Researchers argue that the pattern among researchers to announce the discovery of a new drug that eradicates a disease in animals, only to see the same drug bomb in human trials, may be related to the way researchers predict outcomes of their work in early stages of drug development.

“We do a fairly good job of predicting the success of interventions that make it to later stages of clinical research,” says Alex John London, associate professor of philosophy and director of the Center for Ethnics and Policy at Carnegie Mellon University. “But when it comes to the leap from animal studies to the first trials in humans, there are serious problems.”

In the journal PLoS Medicine, ethics experts London and Jonathan Kimmelman, associate professor in the biomedical ethnics and social studies of medicine departments at McGill University, suggest that the interpretation of preclinical results may suffer from a kind of myopia, in which a narrow focus on the data about the performance of a new drug in preclinical studies produces overly optimistic predictions.

“Clearly we need to look at the pre-clinical evidence about a new intervention when estimating its likely benefits and burdens of people,” says London. “But we also need to look at how similar interventions have fared in the past. If drugs that work on the same principle have failed development, there may be good grounds for tempering our expectations.”

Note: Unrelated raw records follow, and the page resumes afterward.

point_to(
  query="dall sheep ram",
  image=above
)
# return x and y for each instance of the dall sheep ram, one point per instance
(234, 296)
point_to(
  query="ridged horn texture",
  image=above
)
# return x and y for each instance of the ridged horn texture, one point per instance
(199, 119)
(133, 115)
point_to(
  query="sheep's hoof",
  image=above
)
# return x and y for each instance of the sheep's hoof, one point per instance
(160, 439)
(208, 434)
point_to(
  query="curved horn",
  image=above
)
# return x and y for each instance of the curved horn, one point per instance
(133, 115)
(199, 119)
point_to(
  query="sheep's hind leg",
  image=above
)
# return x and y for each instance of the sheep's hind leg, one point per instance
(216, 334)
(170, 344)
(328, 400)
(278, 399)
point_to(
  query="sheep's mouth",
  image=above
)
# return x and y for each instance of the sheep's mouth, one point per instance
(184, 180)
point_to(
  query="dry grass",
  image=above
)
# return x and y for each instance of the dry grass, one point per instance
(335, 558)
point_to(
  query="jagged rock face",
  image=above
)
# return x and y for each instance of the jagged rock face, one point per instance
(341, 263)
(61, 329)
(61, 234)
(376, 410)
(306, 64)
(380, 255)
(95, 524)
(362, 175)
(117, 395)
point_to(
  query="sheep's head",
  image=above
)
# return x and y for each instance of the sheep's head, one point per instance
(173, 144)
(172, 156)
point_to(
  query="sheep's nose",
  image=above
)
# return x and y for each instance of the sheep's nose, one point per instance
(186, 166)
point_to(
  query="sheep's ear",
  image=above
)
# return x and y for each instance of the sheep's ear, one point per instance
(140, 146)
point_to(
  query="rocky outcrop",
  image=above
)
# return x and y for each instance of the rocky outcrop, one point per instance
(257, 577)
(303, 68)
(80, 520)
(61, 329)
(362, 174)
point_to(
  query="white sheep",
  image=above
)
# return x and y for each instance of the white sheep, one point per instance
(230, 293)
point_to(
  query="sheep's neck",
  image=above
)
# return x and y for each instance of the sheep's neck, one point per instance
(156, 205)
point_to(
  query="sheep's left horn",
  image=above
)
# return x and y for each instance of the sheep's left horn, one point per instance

Kimmelman and London also question whether researchers are doing enough to minimize any factors that interfere with measuring a drug’s true effects. They suggest that some of the techniques such as randomization and blind testing that are common in clinical trials involving human subjects should also be used at the preclinical stage.

“Medical researchers do a lot to control bias in drug trials with humans. We think if these measures were taken up by researchers who test drugs in animals, we would have a better basis for designing human trials,” say Kimmelman.

Kimmelman adds, “Pre-clinical studies provide a useful starting place for determining whether a new drug is clinically promising. We think we can—and should—be doing more to ensure predictions about clinical activity rest on a more complete and sound evidence base.”